Anyone who says that friends like that are not worth having does not understand what is at issue here. First, they are very much worth having: kind, talented, warm-hearted people, people whose presence would enrich anyone's life. They are not forcing their viewpoint on me; anyone who does that will find that I am not short of weapons. People who try to use force do not get far with yours truly. That is not the problem. What forces me to live with a viewpoint that I regard as wrong is that it is held by people whom I regard as precious. And who will never have any doubts about their view, because it is the commonplace view in their generation. And not only is this viewpoint prevalent, but it is fundamental in its claims about human personhood. On it hangs their sense of self,`their view of the world, of human society, and of their place in history.
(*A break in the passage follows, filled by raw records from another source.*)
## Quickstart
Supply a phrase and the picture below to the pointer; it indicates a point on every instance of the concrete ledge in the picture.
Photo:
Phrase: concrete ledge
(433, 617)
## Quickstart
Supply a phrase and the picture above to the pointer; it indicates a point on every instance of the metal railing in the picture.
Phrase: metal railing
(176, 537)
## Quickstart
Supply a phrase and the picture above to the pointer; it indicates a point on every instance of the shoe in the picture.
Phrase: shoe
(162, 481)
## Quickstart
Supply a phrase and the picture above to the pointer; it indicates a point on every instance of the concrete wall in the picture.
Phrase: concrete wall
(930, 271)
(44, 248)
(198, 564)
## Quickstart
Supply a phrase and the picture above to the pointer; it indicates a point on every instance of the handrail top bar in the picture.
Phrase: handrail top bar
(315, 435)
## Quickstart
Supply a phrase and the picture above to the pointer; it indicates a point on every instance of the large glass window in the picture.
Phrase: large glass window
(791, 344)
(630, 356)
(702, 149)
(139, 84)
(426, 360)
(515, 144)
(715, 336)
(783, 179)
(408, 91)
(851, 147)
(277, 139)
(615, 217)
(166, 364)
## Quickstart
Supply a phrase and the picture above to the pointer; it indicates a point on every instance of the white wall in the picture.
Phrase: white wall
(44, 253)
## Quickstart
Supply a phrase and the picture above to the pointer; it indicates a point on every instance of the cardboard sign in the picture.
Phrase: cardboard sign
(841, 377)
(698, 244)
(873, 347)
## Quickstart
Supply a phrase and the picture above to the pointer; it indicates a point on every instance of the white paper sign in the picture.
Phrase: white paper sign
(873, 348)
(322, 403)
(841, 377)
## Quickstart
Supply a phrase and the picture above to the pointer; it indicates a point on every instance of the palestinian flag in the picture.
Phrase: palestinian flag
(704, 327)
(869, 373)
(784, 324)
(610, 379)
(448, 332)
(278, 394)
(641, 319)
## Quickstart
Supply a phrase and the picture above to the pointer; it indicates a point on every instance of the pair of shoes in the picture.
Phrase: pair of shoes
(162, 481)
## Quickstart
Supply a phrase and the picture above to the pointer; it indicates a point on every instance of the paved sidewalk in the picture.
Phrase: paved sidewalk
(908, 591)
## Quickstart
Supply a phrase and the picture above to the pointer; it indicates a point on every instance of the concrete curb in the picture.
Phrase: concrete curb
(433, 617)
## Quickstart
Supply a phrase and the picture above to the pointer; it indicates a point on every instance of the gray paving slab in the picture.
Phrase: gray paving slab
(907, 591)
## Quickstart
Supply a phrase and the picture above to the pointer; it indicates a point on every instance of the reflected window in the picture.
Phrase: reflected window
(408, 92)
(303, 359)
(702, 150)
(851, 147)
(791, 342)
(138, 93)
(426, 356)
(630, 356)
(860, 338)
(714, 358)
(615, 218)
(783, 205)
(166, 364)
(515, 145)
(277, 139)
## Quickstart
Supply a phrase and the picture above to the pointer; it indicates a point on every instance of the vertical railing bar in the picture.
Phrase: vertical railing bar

I cannot say to them, it is not my place to say to them, "your view of yourself is mistaken". Great poets such as Euripides can stage such a statement - "You do not know your life, nor what you are"; but would they have said it to their own friends? I doubt it. I know that I cannot; not just because I feel fairly sure that I would get nowhere with any of these people, but also because, while I am convinced of the truth of what I believe, I do not believe that I am the right person to state it. If we started work on all the faults that my friends have to put up with, we would be here till Monday week. I have no moral authority of any sort and, as I love and care for my friends, I do not want to make them unhappy either (nor face them with undesirable choices). So... "But break, my heart, for I must hold my tongue!"